Input: N = 1000, K = 3
Output: 644 740 804 986

Naive Approach: The naive approach is to iterate from 2 to N and check that every K consecutive number forms a set having K prime factors for each element in the set. If “Yes” then print the first element of this set and check for next K elements.



Time Complexity: O(N*K)
Auxiliary Space: O(1)

Efficient Approach: The above approach can be optimized by precomputing the number of prime factors till N and check for every K consecutive elements count having K prime factors.

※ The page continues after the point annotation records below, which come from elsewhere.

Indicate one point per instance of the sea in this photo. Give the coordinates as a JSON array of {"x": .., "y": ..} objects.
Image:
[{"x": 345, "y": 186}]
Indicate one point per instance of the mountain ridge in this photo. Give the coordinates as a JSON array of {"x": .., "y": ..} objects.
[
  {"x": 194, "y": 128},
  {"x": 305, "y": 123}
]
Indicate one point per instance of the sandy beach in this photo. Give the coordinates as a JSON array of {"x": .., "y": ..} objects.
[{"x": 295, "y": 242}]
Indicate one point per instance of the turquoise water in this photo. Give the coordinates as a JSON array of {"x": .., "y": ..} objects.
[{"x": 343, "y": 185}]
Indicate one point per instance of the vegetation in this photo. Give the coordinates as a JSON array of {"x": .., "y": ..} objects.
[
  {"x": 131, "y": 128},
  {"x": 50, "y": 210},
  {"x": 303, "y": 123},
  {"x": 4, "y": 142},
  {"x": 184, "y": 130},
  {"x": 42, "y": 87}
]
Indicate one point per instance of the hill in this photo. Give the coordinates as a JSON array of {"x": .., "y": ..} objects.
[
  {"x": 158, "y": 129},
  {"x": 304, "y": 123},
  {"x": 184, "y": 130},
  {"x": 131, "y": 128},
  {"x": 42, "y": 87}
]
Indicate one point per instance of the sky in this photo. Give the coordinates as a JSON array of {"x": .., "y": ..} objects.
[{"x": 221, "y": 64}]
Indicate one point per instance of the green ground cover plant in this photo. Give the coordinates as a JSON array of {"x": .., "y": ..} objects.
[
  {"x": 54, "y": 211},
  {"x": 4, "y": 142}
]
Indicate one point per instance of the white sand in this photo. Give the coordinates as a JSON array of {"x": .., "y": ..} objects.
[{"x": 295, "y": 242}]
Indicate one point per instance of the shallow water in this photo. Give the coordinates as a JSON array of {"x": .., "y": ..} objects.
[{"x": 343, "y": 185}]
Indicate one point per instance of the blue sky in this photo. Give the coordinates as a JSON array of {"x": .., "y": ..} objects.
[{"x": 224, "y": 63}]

Below are the steps:

  1. Create a smallest prime factor array spf[] which stores the smallest prime factors for every number till N using Sieve of Eratosthenes.
  2. Using the above step, count the number of prime factors till each number N
  3. Store the number in the array(say result[]) whose count of prime factor is K.
  4. For each element of the array result[] check if there exists K consecutive numbers then print the first element of K consecutive numbers.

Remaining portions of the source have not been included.